Why does `list(<pd.DataFrame>)` return a list of column names?-CodePudding

Let's say df is a typical pandas.DataFrame instance, I am trying to understand how come list(df) would return a list of column names.

The goal here is for me to track it down in the source code to understand how list(<pd.DataFrame>) returns a list of column names.

So far, the best resources I've found are the following:

Get a list from Pandas DataFrame column headers
- Summary: There are multiple ways of getting a list of DataFrame column names, and each varies either in performance or idiomatic convention.
SO Answer
- Summary: DataFrame follows a dict-like convention, thus coercing with list() would return a list of the keys of this dict-like structure.
pandas.DataFrame source code:
- I can't find within the source code that point to how list() would create a list of column head names.

CodePudding user response：

DataFrames are iterable. That's why you can pass them to the list constructor.

list(df) is equivalent to [c for c in df]. In both cases, DataFrame.__iter__ is called.

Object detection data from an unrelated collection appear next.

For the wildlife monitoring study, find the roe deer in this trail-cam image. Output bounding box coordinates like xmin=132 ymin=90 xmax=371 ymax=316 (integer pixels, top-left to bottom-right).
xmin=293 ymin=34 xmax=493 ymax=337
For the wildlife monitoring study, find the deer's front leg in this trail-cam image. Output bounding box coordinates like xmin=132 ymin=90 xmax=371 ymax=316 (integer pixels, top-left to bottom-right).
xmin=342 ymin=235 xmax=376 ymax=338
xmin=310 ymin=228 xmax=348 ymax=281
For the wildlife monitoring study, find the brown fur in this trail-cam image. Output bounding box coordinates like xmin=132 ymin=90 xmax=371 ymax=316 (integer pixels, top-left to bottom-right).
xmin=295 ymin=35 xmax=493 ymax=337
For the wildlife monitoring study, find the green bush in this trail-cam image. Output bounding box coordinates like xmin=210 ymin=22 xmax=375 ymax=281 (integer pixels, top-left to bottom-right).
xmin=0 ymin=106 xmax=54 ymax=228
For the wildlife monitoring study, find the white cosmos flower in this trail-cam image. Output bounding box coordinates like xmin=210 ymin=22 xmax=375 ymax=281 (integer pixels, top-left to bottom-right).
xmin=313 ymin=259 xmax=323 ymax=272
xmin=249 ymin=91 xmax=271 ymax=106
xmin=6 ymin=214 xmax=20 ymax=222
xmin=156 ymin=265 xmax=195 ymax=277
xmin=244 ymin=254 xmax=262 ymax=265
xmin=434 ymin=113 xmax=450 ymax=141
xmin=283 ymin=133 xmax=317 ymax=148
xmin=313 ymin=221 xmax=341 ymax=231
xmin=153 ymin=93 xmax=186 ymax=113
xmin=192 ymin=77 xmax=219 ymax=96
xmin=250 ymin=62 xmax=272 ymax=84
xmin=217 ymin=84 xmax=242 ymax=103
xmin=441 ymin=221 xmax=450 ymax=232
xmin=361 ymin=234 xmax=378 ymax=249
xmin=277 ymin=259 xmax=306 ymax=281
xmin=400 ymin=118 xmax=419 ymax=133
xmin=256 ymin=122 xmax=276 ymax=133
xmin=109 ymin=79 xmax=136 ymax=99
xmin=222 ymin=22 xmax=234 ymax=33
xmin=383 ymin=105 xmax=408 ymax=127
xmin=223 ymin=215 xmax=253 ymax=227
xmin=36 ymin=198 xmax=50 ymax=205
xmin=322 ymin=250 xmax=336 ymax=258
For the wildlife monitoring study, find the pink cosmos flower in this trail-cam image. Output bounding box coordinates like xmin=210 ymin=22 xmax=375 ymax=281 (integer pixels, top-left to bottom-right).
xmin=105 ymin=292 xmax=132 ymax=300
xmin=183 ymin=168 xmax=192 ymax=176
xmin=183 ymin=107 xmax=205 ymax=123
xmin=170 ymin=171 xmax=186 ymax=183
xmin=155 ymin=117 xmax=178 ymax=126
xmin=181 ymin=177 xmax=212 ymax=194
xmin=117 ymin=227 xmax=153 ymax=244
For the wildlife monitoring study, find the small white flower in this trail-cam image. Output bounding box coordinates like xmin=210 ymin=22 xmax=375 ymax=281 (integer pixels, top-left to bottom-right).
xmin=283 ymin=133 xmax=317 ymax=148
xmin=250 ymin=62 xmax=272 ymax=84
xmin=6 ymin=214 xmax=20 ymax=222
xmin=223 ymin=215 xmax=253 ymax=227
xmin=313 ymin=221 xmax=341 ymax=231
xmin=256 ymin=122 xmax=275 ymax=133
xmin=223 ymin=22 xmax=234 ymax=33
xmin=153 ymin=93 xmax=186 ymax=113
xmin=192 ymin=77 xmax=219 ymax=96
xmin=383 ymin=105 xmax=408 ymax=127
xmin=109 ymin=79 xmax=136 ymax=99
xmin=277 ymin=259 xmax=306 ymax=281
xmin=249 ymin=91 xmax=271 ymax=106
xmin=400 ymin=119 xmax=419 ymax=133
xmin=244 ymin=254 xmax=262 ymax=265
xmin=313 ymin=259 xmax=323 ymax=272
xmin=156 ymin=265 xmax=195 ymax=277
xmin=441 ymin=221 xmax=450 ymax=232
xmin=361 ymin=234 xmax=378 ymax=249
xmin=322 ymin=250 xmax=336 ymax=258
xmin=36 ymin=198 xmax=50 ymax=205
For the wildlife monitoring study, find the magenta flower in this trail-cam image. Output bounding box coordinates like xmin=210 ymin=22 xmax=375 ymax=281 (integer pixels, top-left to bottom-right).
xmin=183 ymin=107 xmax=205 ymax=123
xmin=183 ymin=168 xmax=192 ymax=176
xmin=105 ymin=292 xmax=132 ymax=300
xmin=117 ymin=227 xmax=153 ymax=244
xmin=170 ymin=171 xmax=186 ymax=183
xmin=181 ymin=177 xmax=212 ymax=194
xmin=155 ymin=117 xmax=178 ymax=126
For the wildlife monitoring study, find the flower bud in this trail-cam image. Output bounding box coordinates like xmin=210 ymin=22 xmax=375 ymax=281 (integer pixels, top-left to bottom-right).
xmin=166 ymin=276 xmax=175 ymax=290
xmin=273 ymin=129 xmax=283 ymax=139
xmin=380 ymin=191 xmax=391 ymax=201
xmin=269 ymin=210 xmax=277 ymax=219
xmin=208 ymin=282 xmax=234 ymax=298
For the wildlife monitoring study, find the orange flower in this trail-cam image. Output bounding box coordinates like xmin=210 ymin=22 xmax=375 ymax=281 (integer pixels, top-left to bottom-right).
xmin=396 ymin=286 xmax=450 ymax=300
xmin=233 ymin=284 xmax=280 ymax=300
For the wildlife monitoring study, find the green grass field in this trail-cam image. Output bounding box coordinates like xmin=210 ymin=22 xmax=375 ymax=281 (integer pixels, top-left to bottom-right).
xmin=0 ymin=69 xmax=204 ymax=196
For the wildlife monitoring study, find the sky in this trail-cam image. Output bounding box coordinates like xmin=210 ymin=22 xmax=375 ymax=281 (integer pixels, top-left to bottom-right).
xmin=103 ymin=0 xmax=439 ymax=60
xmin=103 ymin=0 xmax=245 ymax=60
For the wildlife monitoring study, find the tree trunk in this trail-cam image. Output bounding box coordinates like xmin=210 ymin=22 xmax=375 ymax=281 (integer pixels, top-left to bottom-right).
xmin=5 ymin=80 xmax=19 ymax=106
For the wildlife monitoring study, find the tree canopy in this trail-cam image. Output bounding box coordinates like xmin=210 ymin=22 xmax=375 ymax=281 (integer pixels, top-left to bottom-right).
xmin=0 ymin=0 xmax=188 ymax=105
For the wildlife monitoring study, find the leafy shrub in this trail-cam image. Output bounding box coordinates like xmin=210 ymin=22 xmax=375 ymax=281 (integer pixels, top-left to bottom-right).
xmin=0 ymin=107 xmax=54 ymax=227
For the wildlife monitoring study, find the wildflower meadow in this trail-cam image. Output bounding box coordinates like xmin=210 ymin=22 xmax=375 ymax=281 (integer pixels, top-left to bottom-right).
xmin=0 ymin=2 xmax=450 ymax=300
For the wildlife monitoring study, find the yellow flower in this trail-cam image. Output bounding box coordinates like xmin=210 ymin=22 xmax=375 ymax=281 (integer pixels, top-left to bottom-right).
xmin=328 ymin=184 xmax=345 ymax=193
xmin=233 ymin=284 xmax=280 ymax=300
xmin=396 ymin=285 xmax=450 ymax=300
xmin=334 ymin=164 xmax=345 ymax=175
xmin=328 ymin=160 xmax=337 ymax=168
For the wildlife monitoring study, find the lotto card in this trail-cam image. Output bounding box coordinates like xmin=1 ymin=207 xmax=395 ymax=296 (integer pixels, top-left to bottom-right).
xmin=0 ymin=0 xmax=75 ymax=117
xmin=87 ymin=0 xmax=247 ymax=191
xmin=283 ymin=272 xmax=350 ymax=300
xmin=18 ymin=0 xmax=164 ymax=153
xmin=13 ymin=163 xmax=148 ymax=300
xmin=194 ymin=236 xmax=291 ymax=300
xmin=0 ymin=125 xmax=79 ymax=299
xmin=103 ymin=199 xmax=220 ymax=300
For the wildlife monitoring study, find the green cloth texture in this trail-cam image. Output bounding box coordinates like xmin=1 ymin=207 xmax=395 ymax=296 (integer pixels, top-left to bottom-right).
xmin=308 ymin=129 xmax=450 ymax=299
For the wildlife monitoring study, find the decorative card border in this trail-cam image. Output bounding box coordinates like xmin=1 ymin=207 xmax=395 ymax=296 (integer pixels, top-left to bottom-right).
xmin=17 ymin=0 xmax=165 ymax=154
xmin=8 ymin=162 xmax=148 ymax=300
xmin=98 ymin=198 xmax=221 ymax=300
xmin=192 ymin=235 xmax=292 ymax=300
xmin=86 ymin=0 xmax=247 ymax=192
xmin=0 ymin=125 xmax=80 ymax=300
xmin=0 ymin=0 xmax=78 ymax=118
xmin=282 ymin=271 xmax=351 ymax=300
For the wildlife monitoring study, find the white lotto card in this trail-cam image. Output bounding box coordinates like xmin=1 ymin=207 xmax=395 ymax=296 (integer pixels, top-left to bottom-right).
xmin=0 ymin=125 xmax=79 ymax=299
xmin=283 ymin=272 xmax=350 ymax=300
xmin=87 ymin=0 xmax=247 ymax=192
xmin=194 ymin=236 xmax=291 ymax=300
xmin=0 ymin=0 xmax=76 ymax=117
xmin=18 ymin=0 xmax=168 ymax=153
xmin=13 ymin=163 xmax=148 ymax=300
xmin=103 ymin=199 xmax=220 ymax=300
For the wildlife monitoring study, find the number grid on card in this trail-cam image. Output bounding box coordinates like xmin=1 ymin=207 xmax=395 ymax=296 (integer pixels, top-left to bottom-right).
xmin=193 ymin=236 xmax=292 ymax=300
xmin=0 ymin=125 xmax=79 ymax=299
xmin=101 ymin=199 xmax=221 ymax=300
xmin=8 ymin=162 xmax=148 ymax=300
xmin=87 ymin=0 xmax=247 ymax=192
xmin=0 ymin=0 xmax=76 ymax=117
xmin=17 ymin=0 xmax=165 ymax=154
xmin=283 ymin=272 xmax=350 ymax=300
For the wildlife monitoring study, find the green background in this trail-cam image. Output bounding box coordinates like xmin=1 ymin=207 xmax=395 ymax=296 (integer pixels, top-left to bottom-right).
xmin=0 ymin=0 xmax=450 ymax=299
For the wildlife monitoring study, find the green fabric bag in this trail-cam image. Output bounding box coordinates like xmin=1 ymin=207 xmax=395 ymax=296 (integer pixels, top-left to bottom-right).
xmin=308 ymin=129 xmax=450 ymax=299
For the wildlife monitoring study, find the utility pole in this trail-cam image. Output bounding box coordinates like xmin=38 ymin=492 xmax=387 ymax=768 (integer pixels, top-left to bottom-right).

When you iterate over a DataFrame, you get the column names.

Why? Because the developers probably thought this is a nice thing to have.

Looking at the source, __iter__ returns an iterator over the attribute _info_axis, which seems to be the internal name of the columns.

CodePudding user response：

Actually, as you have correctly stated in your question. One can think of a pandas dataframe as a list of lists (or more correctly a dict like object).

Take a look at this code which takes a dict and parses it into a df.

import pandas as pd

# create a dataframe
d = {'col1': [1, 2, 3], 'col2': [4, 5, 6]}
df = pd.DataFrame(d)

print(df)

x = list(df)
print(x)

x = list(d)
print(x)

The result in both cases (for the dataframe df and the dict d) is this:

['col1', 'col2']
['col1', 'col2']

This result confirms your thinking that a "DataFrame follows a dict-like convention" .